The Senate Education Committee approved a plan Tuesday to increase annual teacher salaries by $4,000, a move that could be a blueprint for lawmakers in the next session in January.

The recommendations from the committee are an end to a biennial process where lawmakers review the state public education system and make recommendations to the governor. Though this time lawmakers from the House and Senate education committees passed different plans, showing the two chambers are out of sync despite both being controlled by GOP supermajorities.

In addition to an across-the-board $4,000 raise, both House and Senate proposals call for increasing the annual minimum starting salary from $36,000 to $40,000. But in contrast, the House proposal calls for the salary increases to begin in the fiscal year 2023, while the Senate plans recommended the state wait until the next fiscal year, which will begin July 1, 2023.

"That's just kind of the nature of the lawmaking process," state Sen.
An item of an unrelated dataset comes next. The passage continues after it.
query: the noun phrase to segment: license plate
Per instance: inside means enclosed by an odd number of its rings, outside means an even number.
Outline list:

Missy Irvin, R-Mountain View, said of the different proposals. "These are only recommendations; they could absolutely change in January."

The proposals are part of statutory required recommendations that lawmakers make after reviewing a study put together by state education officials and outside consultants. Pay raises for teachers have become a top issue for many as school districts around the state struggle to retain and recruit educators.

The Senate's plan also calls for adding an updated definition for college and career readiness, increasing the number of computer science and special education teachers, and creating a task force to study education funding.

At the centerpiece of both the House and Senate proposals is the state's education funding formula, also known as the matrix. The matrix outlines a funding plan for a school district with 500 students, but local school officials have wide discretion in how they can spend state funding and have final say over salaries.

"The superintendents and schools boards have to make those adjustments based on what their pay schedule looks like," Irvin said.

Like the House proposal, the Senate plan calls for tweaking the education funding formula to spend more dollars on salaries, staff and benefits for school districts. There is also supplemental funding for school districts that can be earmarked for a specific purpose such as salaries.

The Senate proposal calls for increasing funding for the average annual teacher salary from $57,208 to $61,208 and $62,530 in the fiscal year 2025. Both plans also call for raising a supplemental fund for teacher salaries from $52 million to $60 million.

Since a report of a $1.6 billion budget surplus in June teachers and a bipartisan group of politicians have called for using some of those funds for teacher salaries. In August, Gov. Asa Hutchinson called a special session to accelerate a $500 million tax cut after news of the budget surplus.

Hutchinson, along with Democrats and some Republicans, also called for using the budget surplus to increase teacher salaries but the effort failed during the special session.

The plan also calls for merit pay increases, which would mean school districts could pay more for teachers who specialize in a needed subject such as physics or incentivize teachers to stay in the classroom rather than move into higher-paying administrative jobs.

One of the few Democrats on the committee, Sen. Linda Chesterfield of Little Rock, criticized the plan for not matching salaries in neighboring states such as Mississippi.

"We're talking about saying to our teachers, yeah, we want to be adequate," Chesterfield said. "There is nothing adequate about being paid less than your counterparts in surrounding states."